# [gelöst] SIOCADDRT: no such process

## uhai

Hallo Netzwerker,

heute komme ich mit einem TCP/IP-Problem:

Ich habe hier einen Laptop mit gentoo 3.12 der unseren Nameserver nicht mehr findet (network unreachable).

Theoretisch sollte der Nameserver via dhcpcd die IP vergeben. Installiert ist eine Netzkarte (eth0) von Broadcom BCM 57785. Im Kernel ist alles von Broadcom als Modul kompiliert (tg3, bnx2x, cnic, bnx2, b44). Eigentlich sollte tg3 reichen, aber sicher ist sicher...

lsmod sieht tg3 auch. dhcpcd startet im default runlevel und läuft.

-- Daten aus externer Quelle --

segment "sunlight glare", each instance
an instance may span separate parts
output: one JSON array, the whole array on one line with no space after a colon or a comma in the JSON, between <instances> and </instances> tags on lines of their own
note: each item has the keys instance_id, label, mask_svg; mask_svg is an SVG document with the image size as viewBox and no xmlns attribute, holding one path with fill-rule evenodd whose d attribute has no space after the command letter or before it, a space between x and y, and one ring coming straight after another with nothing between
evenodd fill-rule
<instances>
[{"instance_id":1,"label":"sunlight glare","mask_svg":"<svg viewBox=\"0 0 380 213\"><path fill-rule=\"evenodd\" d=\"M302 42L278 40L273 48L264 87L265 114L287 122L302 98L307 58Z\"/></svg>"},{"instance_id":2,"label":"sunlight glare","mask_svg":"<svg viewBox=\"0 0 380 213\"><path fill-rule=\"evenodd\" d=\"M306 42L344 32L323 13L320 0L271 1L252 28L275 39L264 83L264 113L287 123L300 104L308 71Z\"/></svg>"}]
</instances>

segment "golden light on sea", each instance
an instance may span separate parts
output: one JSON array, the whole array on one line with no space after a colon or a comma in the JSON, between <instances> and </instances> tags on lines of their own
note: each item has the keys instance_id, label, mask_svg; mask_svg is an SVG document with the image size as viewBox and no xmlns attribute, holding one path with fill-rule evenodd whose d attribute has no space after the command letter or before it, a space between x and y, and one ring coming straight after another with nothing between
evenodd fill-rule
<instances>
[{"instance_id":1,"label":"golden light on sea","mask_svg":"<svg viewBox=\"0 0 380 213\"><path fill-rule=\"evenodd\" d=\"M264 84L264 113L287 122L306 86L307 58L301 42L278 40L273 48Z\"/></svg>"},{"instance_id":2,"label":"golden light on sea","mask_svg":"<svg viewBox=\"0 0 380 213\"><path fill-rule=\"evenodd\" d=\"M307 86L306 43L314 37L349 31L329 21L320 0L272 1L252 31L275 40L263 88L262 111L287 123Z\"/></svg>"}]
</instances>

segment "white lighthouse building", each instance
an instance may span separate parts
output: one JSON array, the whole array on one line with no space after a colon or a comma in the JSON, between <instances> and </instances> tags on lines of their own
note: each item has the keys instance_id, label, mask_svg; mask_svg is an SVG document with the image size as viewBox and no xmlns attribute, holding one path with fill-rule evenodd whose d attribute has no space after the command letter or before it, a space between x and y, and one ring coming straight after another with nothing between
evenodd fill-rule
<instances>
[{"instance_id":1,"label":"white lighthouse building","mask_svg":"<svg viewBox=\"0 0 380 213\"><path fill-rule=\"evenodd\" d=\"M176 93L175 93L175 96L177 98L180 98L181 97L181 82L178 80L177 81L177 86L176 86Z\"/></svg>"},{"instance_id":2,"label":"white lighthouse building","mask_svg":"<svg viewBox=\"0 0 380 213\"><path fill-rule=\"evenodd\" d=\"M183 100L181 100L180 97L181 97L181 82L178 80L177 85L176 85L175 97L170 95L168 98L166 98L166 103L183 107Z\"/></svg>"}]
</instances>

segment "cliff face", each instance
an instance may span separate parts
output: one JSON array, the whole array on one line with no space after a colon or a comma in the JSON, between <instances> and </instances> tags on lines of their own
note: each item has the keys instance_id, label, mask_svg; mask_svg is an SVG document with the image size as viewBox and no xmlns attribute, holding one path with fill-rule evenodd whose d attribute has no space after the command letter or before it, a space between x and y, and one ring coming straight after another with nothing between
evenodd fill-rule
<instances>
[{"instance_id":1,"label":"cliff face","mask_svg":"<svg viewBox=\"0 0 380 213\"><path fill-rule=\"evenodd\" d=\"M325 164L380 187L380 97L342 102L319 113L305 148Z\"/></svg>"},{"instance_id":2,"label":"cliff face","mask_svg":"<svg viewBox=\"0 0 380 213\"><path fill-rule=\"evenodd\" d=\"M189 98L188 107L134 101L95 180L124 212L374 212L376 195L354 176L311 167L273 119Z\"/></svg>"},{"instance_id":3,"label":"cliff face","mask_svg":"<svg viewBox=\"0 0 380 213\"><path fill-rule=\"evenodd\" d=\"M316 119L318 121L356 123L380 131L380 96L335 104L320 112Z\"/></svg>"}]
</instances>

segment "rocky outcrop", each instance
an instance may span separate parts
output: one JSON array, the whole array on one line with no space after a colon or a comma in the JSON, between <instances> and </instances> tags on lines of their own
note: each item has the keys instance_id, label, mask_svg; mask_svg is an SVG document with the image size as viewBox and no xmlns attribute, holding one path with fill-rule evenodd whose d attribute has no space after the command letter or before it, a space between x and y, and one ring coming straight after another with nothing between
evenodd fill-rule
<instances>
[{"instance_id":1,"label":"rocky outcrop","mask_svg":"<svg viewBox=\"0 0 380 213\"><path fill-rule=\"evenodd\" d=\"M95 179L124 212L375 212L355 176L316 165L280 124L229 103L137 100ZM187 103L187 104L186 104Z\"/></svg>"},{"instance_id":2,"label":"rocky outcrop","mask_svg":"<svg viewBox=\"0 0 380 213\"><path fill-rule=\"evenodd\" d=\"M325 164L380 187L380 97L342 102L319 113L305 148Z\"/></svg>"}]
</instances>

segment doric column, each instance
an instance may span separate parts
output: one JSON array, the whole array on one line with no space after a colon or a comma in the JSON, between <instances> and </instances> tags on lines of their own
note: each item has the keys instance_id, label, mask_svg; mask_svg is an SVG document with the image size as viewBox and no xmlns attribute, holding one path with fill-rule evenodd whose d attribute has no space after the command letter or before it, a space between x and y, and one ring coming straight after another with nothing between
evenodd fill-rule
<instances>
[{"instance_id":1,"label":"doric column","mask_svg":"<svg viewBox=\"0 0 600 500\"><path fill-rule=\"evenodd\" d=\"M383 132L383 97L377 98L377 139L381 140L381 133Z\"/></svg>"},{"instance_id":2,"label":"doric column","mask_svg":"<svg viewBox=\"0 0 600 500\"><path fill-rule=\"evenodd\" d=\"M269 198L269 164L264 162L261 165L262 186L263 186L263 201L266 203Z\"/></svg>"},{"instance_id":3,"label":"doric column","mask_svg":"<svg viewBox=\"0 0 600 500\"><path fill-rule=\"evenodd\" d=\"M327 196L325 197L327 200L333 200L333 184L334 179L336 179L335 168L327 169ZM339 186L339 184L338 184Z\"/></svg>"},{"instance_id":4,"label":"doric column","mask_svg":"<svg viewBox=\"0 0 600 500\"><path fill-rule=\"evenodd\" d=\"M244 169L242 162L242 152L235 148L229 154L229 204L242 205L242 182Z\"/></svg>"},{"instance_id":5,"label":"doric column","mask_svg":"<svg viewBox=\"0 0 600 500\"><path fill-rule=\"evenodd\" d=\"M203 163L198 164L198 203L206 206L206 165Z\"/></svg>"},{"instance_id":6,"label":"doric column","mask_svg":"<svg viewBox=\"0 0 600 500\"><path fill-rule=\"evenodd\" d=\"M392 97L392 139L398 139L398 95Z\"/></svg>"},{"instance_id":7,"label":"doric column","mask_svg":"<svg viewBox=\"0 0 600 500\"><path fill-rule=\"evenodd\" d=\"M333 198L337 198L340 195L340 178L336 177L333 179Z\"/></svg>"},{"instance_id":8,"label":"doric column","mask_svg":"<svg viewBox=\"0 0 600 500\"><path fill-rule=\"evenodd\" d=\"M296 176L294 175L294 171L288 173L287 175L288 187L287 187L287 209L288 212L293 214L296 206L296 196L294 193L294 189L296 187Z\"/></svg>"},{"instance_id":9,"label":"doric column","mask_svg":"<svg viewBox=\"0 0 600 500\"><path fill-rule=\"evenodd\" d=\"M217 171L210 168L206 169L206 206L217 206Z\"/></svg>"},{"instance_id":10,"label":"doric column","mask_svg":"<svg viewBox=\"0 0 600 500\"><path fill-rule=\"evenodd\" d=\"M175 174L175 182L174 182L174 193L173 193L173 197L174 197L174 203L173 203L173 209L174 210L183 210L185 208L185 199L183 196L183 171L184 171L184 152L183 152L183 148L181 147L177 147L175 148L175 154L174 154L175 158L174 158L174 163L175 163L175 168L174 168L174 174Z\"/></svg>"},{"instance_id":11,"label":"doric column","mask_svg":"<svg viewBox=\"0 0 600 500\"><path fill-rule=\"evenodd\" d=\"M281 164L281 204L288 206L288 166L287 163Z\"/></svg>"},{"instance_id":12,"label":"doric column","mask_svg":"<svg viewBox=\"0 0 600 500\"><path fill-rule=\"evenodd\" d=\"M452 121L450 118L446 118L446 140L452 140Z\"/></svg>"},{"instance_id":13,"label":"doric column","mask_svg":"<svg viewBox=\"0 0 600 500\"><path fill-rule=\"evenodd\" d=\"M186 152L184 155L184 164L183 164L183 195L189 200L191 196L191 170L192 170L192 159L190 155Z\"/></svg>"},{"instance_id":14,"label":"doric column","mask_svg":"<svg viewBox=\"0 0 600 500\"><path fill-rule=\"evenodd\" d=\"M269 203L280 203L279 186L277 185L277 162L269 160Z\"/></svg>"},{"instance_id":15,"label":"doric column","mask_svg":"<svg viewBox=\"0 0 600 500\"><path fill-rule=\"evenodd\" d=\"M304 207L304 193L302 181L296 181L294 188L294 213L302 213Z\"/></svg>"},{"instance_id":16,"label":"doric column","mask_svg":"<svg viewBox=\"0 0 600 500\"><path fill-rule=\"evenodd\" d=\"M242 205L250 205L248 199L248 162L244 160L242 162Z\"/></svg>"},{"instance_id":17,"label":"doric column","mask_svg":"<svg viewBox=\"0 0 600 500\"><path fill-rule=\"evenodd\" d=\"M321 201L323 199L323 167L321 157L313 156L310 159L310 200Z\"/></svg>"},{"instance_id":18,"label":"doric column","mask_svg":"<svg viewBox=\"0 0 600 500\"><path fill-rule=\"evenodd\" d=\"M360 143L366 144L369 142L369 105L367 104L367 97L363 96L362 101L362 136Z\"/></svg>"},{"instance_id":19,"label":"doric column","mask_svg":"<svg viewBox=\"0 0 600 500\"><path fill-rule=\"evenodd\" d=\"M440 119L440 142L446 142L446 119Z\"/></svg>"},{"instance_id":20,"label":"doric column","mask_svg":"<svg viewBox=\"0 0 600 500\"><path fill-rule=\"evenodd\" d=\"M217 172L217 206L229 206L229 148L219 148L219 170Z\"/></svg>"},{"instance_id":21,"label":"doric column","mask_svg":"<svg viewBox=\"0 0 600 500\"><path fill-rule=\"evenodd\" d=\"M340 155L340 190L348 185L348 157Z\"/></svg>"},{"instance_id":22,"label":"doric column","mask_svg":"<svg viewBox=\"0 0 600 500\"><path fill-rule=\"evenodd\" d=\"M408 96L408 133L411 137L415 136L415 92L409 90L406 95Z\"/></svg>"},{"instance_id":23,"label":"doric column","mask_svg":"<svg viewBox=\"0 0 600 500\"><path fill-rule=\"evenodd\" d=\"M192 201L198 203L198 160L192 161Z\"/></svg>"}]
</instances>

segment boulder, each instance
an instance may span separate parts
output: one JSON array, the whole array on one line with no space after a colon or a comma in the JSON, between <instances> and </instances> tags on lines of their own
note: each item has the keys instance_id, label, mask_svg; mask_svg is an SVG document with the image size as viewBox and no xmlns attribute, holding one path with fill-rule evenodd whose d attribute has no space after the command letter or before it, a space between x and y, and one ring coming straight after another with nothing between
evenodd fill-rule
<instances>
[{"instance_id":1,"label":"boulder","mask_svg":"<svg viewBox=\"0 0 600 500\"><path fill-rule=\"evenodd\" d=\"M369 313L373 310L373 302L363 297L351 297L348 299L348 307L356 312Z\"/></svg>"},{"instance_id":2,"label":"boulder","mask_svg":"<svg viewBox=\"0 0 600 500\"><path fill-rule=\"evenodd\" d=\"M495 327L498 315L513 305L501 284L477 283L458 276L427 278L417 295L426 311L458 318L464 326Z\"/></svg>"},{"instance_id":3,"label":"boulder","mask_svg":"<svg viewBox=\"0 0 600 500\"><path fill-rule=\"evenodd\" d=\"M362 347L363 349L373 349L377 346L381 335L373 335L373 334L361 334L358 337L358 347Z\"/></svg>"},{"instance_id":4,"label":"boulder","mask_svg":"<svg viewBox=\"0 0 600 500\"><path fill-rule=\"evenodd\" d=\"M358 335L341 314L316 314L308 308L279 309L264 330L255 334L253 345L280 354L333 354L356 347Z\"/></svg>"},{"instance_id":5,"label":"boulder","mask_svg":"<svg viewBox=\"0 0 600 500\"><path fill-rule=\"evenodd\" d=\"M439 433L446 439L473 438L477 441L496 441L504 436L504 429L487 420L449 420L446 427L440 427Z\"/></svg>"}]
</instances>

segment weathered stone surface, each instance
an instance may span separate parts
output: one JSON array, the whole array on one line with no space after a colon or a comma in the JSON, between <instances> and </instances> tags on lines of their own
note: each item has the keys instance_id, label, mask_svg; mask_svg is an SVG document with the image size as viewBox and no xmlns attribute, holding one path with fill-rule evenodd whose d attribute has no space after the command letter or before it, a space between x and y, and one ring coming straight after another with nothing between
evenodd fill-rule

ifconfig eth0 sieht die Netzkarte mit der IP 169.254.6.27... Unser Nameserver ist auf 192.168.0.1 zu erreichen. Woher diese IP kommt ist mir nicht klar, alle anderen Rechner hier bekommen 192.168.... zugewiesen.   :Question: 

route zeigt leider das default gw auch nicht an:

einmal habe ich hier127.0.0.0 über GW 127.0.0.1 und

169.254.0.0 über GW 0.0.0.0

ein route add default gw 192.168.0.1 gibt mir dann den oben genannten Fehler: SIOCADDRT: no such process  :Question: 

Was habe ich hier den verbaselt? Ich habe suche jetzt schon den zweiten Tag erfolglos herum, kann mir bitt ejemand einen Tip geben?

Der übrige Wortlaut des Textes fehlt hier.